Não e não. Eu sei que a opinião publicada e transmitida tem vindo num clamor crescente pedindo/exigindo diálogos, consensos e acordos, mas trata-se de pessoas que em regra pertencem ao sistema, onde pululam os interesses, as trocas de favores e os acordos interesseiros, mas a resposta é mesmo “Não”.


Estou convencido que os Portugueses querem e precisam de alternativas e possibilidades de escolha. Também estou ciente de que o actual PS está longe de oferecer uma alternativa de confiança e não contará com o meu voto. Não obstante, penso que será difícil fazer pior, ou até tão mal como o actual Governo.

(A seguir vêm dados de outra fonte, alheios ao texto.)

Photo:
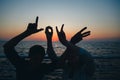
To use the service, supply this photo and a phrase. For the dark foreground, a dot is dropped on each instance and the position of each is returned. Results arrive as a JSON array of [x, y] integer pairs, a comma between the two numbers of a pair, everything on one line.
[[108, 68]]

Portugal não precisa de acordos suspeitos que visem decidir pelos Portugueses o que cabe aos Portugueses decidir. Umas eleições entre o António José Coelho e o Pedro Passos Seguro seria um pesadelo a somar ao que já vivemos.


1 comentário:

Anónimo disse...

Olá Professor! Boa noite!

Não há a mínima viabilidade de/ou no diálogo. Desde o 25 de Abril que da "caixa de lápis" só saiu o rosa e o laranja. Estão gastos. De facto, nem o sentir-me desnorteada e sem soluções à vista é pior que ter mais do mesmo.
As soluções existem. Para mim passa pelos movimentos de cidadãos compostos por elementos extremamente competentes e igualmente sérios. Mas e a Constituição que não o permite? Ah Diógenes! Como eu precisava da tua lanterna! Ou da do Aladino?